Garbage disposals were banned in much of the city in the 1970s over concerns for the aged sewer system. (More creative and gruesome reasons worked their way into city lore. Stuart M. Saft, the chairman of the Council of New York Cooperatives and Condominiums, said he had heard that the police feared that the bodies of murder victims might be disposed of down the drain. And in an essay in The New York Review of Books in 1991, Joan Didion wrote that a city employee had expressed concern to her that people might be tempted to "put their babies down them.")

Before lifting the ban, the city distributed more than 200 disposals to New Yorkers free for a 21-month trial run. The sewers survived, so the ban did not.

Yet years later, worry remains that the remnants of dinner will become clogged in corroding old pipes, especially in apartment buildings that were not built with in-sink disposals — or washing machines, or dishwashers — in mind. But plumbers, building managers and real estate lawyers said they were hard pressed to think of a single recent horror story of a flood or broken pipe caused by the appliance.

"It probably has a lot more to do with fear than fact," Wolfe said. "But nobody wants to be the test case."

Some plumbers do say that putting extra grease down the drain while grinding up leftovers can damage plumbing, and if every apartment in an older building suddenly put in a garbage disposal, that could cause problems over the course of many years.

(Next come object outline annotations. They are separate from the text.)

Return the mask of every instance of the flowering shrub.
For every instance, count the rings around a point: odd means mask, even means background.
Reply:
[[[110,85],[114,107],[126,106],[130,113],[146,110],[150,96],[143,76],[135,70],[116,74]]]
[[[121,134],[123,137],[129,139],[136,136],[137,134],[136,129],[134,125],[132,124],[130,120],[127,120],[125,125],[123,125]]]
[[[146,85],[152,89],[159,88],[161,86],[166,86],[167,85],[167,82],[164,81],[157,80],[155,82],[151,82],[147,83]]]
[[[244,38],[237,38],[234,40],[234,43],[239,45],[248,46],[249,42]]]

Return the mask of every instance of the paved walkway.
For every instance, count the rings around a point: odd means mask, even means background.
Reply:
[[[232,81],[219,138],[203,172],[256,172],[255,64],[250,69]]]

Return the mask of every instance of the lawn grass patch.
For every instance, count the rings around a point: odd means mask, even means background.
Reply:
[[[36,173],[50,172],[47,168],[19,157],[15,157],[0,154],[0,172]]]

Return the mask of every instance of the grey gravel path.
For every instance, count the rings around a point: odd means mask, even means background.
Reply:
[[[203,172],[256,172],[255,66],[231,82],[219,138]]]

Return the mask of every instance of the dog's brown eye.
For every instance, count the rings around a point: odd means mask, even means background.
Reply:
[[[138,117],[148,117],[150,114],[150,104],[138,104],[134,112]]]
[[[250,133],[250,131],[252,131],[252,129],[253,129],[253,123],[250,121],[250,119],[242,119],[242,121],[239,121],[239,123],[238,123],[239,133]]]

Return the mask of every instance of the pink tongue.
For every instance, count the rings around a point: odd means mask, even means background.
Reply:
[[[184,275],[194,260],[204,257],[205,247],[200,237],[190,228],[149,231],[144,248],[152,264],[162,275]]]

The real threats to pipes, they say, comes from cat litter flushed down the toilet or a child’s toy shoved into a bathtub drain. And the true dangers of garbage disposals — many of which now operate only when there is a cap on to protect wandering fingers — appear to lie elsewhere, as well.

"I was operating a garbage disposal once, and a turkey popper flew out and whacked me right in the forehead," said Steven Sladkus, a real estate lawyer, offering up one example.

Shawn Calkins, a manager at Fred Smith Plumbing and Heating Co. in Manhattan, provided another.

"Anything that can fall down there generally does," Calkins said. "Wedding rings tend to be the most common thing down garbage disposals, and toilets and sinks."

Regardless of the reasoning, Sladkus added, if a building’s board wants to ban disposals, it is perfectly within its rights.

This does not mean that everybody listens.

"People sneak them in," Wolfe said, describing scenes of them being surreptitiously hustled into buildings in shopping bags. When they are discovered, his management company asks that they be removed, but some disposal lovers put up a fight. Occasionally, he said, a lawyer even gets involved.

The frequency of these sneaky instances is impossible to gauge, but Saft has a suspicion.

"My guess is everybody who modernizes a kitchen puts in a garbage disposal unit," he said. "All of a sudden, there’s a plumber and a unit goes in — and gee, I don’t know how that got there!"

There are plenty of new buildings, however, that have taken the plunge willingly, eager to provide an extra touch of convenience. The kitchens at Crystal Green, a Glenwood rental building on West 39th Street, include garbage disposals. As they do at the ultraluxury Midtown building One57, where two apartments are under contract for at least $90 million.

But old buildings, according to plumbers and real estate professionals, will probably continue to drag their feet.

"People are just used to doing what they’ve been doing for decades," said Philip J. Kraus, owner of Fred Smith Plumbing. And though he believes that disposals are not a problem, he does not have one himself — for another prototypically New York reason: space.

"I just don’t happen to have enough room under my kitchen sink," Kraus said, "or I’d be happy to have one."

Besides, the garbage can is right over there.